Note that the Model class is implemented as a singleton. Since the PredictDoFn(beam.DoFn) class could be instantiated multiple times in the same thread, you need to avoid creating multiple TensorFlow sessions in this way.

Run it!

The Apache Beam SDK is preinstalled in the Cloud Shell. So you can directly run the script on the Cloud Shell. The following runs the codes locally on the Cloud Shell to test them. The results are written in /tmp/OUTPUT-00000-of-00001.

$ BUCKET=gs://dataflow99
$ PROJECT=<your project ID>
$ python run.py --input $BUCKET/input/images.txt --output /tmp/OUTPUT

The following runs the job on the Cloud Platform. Runtime environment is automatically deployed on Google Compute Engine and destroyed after the execution.
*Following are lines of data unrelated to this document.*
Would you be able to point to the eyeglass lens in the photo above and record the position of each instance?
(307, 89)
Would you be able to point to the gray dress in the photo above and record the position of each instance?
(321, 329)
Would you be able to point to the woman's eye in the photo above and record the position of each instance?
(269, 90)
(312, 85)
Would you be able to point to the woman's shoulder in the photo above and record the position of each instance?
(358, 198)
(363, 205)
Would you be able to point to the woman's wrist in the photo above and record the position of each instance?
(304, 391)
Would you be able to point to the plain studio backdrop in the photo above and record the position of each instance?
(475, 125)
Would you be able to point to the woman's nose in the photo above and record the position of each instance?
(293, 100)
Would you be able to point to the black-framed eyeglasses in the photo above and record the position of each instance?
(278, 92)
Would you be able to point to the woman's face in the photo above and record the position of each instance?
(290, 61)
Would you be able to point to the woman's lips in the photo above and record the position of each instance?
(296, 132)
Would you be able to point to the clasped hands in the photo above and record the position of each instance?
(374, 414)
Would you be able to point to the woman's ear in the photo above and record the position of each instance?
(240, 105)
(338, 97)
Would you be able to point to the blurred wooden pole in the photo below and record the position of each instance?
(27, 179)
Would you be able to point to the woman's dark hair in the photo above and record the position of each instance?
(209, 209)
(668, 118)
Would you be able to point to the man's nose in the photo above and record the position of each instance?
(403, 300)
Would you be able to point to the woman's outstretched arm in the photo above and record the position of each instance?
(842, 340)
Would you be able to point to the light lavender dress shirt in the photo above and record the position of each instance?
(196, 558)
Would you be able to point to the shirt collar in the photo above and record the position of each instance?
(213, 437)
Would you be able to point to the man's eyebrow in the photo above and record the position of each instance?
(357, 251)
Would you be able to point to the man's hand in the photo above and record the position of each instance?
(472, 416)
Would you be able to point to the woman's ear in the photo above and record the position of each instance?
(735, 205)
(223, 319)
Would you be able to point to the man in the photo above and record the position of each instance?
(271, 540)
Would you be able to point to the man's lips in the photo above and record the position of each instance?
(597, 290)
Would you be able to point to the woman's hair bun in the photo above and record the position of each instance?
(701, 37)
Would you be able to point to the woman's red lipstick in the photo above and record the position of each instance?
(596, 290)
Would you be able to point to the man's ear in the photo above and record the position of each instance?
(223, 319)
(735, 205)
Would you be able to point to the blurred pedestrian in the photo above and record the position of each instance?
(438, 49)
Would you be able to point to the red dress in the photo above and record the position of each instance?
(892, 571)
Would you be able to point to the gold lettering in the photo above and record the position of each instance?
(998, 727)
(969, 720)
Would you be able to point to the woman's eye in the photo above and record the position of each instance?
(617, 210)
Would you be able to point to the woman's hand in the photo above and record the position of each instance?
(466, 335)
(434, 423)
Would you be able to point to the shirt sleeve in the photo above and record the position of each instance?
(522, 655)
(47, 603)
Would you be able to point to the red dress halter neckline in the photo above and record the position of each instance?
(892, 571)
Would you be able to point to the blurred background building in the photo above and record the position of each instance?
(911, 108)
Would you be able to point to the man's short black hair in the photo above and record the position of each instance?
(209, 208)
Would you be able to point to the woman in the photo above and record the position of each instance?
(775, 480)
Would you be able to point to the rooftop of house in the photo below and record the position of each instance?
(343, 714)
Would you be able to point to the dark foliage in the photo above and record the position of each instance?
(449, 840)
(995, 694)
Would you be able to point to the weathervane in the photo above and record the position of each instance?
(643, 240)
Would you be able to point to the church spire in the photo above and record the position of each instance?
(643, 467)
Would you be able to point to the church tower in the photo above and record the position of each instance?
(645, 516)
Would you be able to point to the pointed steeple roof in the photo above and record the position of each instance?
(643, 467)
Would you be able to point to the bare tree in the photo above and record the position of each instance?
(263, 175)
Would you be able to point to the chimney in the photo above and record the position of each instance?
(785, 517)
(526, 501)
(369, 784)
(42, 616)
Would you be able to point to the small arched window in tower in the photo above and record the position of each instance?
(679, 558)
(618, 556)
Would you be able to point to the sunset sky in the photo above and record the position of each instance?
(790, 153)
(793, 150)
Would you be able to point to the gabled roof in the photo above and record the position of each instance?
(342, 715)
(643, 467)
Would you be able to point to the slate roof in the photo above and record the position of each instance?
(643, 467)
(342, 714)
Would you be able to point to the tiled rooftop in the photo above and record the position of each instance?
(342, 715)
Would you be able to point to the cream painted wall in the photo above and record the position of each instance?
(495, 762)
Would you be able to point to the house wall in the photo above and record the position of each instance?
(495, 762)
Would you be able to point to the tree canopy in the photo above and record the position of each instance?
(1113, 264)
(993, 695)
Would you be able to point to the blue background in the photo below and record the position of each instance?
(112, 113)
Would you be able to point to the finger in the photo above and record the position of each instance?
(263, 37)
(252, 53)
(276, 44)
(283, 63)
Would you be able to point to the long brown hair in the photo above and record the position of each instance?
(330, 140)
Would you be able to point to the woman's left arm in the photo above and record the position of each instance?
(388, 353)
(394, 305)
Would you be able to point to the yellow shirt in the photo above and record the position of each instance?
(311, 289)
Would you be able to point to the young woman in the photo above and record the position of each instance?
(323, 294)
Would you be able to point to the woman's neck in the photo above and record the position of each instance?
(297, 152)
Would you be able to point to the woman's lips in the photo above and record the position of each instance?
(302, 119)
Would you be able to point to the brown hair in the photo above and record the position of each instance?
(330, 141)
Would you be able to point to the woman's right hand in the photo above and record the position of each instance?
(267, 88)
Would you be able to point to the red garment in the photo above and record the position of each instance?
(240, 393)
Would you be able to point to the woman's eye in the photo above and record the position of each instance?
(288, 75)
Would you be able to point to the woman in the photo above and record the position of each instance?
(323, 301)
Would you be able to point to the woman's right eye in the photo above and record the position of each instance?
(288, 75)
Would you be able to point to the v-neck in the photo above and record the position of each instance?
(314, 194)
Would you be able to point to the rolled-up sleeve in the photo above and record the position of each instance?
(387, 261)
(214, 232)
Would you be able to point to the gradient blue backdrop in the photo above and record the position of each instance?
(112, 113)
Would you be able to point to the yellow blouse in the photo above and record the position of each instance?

$ python run.py --runner BlockingDataflowPipelineRunner \
                --project=$PROJECT \
                --staging_location $BUCKET/staging \
                --temp_location $BUCKET/temp \
                --setup_file ./setup.py \
                --job_name $PROJECT-prediction \
                --input $BUCKET/input/images.txt \
                --output $BUCKET/output/predictions

The results are written in multiple files on Cloud Storage gs://dataflow99/output/predictions-0000[0...9]-of-00009. Here are a few examples of the predictions.

7831: 4.27848138862e-11,4.68908603352e-13,2.48020860454e-05,0.999975204468,7.18904258557e-17,6.26192708797e-11,2.0732427408e-20,9.44890032883e-09,1.42062542285e-11,3.0826359243e-09
7832: 2.86281824913e-08,0.999999403954,1.5229447925e-08,2.67739736631e-12,5.05345951751e-07,2.36653296959e-09,1.38168243513e-09,7.38670680178e-09,3.35720322653e-08,1.15596296424e-10
7833: 1.49982966951e-19,2.73763130221e-12,1.07422761838e-15,2.25128758385e-19,1.0,4.67769159385e-15,3.64918932859e-17,2.55687953449e-11,1.83131521693e-14,5.16055809197e-11
7834: 4.4291605619e-20,4.20704703713e-13,4.15420612127e-16,5.78066899277e-17,1.0,2.73779564693e-14,5.10855258428e-16,8.55861992388e-10,4.34696029172e-11,4.51999015993e-09

Disclaimer: All code snippets are released under Apache 2.0 License. This is not an official Google product.